O Papa Francisco, em sua catequese do dia 11 de março deste ano, falou sobre o valor e a missão dos idosos, e lembrou que Deus não nos descarta nunca, mas nos chama a seguí-Lo em cada idade. “Mesmo a velhice contém uma graça e uma missão, uma verdadeira vocação.”
O Santo Padre frisou que não faltam testemunhos de santos e santas idosos e que o papel do idoso na família é muito importante, podendo contribuir com sua oração, sua sabedoria e seu exemplo.
Em relação a sociedade atual, Francisco lamentou a existência da cultura do descartável e do vazio da ingratidão e disse ser necessário rezar pelas novas gerações, para que estas dêem dignidade à memória e aos sacrifícios dos idosos.
Uma semana antes, na catequese, o Papa afirmou que abandonar os idosos é pecado mortal, e que “os idosos são abandonados não só em condições materiais precárias, mas também enfrentam numerosas dificuldades para sobreviver em uma sociedade que não quer a sua participação.”
No Brasil existe a Pastoral da Pessoa Idosa, organismo vinculado à CNBB, que capacita voluntários para visitar mensalmente idosos em suas residências.

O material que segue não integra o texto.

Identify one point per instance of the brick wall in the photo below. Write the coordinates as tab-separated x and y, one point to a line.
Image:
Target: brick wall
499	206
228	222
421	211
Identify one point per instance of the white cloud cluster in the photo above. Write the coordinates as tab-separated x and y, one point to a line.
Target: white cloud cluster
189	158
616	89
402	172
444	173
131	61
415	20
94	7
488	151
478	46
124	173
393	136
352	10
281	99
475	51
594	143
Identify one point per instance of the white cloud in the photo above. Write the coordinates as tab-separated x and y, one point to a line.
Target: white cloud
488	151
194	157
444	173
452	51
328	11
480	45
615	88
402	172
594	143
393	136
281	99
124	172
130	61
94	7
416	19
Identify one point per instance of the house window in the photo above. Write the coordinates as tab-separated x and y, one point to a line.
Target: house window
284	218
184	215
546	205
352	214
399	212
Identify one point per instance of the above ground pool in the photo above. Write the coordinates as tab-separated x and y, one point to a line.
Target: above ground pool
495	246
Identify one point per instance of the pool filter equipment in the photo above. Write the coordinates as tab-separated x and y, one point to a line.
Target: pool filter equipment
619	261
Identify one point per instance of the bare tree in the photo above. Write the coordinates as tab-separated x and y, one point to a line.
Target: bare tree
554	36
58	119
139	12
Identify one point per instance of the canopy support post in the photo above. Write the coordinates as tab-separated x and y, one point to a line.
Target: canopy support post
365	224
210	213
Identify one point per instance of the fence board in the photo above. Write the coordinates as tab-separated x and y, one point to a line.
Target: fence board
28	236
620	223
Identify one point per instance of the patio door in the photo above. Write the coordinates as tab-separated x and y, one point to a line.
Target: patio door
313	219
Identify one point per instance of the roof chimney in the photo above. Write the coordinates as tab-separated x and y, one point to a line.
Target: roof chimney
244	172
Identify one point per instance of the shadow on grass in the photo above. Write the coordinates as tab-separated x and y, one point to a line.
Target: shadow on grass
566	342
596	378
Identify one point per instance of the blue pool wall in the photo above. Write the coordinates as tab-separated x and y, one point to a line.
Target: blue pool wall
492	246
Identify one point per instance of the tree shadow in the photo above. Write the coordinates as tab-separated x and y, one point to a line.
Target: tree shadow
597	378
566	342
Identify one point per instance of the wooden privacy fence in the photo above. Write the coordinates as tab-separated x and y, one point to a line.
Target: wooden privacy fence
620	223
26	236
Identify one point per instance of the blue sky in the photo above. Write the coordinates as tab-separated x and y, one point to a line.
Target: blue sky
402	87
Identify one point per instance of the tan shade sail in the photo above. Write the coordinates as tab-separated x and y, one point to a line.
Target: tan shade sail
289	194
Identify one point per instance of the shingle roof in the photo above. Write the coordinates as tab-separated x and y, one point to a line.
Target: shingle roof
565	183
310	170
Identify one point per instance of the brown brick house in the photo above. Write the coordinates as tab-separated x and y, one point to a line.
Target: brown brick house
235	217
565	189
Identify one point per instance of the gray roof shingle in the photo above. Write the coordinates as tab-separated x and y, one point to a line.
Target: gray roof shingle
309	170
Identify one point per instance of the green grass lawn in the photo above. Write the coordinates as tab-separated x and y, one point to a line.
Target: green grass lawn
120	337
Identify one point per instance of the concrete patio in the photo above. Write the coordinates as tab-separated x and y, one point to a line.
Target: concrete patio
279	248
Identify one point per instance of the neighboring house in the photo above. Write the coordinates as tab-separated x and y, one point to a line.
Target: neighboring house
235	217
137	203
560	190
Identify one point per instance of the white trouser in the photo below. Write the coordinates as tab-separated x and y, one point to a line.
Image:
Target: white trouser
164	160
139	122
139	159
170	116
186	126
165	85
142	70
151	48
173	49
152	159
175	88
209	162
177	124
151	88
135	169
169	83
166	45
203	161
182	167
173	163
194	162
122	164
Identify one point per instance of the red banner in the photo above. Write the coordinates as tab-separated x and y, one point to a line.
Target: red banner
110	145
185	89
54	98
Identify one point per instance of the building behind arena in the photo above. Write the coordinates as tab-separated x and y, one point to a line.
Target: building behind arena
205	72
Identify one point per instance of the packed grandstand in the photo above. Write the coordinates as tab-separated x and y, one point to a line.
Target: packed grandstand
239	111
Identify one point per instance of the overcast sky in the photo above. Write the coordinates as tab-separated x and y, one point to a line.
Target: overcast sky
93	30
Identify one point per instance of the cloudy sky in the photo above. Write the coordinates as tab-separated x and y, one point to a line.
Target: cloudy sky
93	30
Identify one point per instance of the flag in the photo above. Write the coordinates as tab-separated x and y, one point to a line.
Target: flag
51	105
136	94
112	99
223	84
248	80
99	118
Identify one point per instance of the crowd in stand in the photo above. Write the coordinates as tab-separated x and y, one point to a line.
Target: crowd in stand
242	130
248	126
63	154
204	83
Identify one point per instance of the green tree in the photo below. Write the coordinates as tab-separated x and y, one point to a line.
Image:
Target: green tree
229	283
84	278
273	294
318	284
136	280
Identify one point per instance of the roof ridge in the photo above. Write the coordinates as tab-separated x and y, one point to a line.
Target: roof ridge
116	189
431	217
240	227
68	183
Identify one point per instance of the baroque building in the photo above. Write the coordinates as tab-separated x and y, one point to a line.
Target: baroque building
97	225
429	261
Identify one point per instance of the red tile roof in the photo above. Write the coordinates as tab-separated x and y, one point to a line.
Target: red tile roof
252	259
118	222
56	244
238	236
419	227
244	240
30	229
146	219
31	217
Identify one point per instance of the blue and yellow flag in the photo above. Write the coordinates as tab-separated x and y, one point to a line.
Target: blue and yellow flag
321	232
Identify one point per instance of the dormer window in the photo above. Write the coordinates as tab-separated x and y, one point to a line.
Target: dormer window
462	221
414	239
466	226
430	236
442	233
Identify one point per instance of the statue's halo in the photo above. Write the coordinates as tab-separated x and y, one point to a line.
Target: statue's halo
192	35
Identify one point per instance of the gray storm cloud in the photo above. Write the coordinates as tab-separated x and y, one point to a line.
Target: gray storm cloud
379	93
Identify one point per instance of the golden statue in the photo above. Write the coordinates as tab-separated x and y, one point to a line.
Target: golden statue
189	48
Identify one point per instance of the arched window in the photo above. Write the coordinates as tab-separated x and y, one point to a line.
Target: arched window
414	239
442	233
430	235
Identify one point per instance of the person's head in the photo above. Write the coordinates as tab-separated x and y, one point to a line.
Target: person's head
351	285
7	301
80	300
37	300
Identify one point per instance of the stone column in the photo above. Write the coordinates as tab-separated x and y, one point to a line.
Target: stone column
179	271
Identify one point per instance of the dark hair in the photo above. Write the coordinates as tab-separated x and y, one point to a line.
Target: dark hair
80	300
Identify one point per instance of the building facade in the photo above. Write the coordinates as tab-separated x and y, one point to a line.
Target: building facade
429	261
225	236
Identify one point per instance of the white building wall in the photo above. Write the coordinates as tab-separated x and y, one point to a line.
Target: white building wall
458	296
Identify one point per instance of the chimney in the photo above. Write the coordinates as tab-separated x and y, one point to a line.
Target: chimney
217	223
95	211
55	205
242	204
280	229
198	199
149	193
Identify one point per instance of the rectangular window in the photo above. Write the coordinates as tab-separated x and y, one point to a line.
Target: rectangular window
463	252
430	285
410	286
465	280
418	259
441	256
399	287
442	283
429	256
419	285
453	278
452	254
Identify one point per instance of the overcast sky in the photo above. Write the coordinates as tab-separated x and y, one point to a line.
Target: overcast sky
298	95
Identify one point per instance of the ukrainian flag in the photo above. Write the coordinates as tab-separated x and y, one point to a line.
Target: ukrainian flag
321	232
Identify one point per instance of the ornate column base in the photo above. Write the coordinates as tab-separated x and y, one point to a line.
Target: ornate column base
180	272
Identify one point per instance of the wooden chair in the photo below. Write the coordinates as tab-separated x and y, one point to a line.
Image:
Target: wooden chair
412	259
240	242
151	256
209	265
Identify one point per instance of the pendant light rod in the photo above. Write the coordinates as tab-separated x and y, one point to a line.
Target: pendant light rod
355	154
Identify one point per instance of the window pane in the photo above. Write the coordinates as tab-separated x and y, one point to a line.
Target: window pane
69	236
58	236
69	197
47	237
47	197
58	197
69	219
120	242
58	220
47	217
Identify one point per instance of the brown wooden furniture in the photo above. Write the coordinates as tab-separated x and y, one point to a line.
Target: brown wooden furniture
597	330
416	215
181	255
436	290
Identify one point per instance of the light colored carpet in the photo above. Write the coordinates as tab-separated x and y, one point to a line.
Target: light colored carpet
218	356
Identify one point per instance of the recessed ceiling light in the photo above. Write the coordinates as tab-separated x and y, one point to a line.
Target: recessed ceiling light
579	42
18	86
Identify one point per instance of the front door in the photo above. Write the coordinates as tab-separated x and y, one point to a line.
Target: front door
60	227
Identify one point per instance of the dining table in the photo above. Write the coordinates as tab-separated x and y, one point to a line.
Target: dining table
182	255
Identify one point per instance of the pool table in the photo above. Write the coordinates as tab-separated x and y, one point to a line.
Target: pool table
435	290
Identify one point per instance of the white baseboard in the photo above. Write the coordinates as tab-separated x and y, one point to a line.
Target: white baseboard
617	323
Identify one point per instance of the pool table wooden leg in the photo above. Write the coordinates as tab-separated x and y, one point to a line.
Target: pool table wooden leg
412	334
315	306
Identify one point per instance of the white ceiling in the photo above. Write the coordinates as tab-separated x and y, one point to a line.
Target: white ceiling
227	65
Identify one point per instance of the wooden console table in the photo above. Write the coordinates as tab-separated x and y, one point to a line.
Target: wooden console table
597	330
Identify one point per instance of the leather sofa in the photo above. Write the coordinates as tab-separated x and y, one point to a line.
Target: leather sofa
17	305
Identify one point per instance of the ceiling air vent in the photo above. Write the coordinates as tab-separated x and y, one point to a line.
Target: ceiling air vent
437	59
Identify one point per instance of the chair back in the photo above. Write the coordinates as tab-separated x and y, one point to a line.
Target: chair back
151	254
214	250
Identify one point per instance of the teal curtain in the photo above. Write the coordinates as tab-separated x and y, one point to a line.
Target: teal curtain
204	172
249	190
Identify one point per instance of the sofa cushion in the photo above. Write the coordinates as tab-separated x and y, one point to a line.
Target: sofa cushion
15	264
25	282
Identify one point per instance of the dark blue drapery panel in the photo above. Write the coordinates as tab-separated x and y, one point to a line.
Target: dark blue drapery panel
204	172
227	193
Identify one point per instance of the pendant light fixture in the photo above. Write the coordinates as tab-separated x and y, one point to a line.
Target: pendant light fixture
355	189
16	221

Seu objetivo, segundo o site da PPI, é formar redes de solidariedade humana, fortalecendo o tecido social e contribuindo para melhorar a qualidade de vida das pessoas idosas na família, buscando a compreensão das dimensões do envelhecimento (física, psicológica, social e espiritual) e gerando uma cultura que cuida do ser humano em sua plenitude.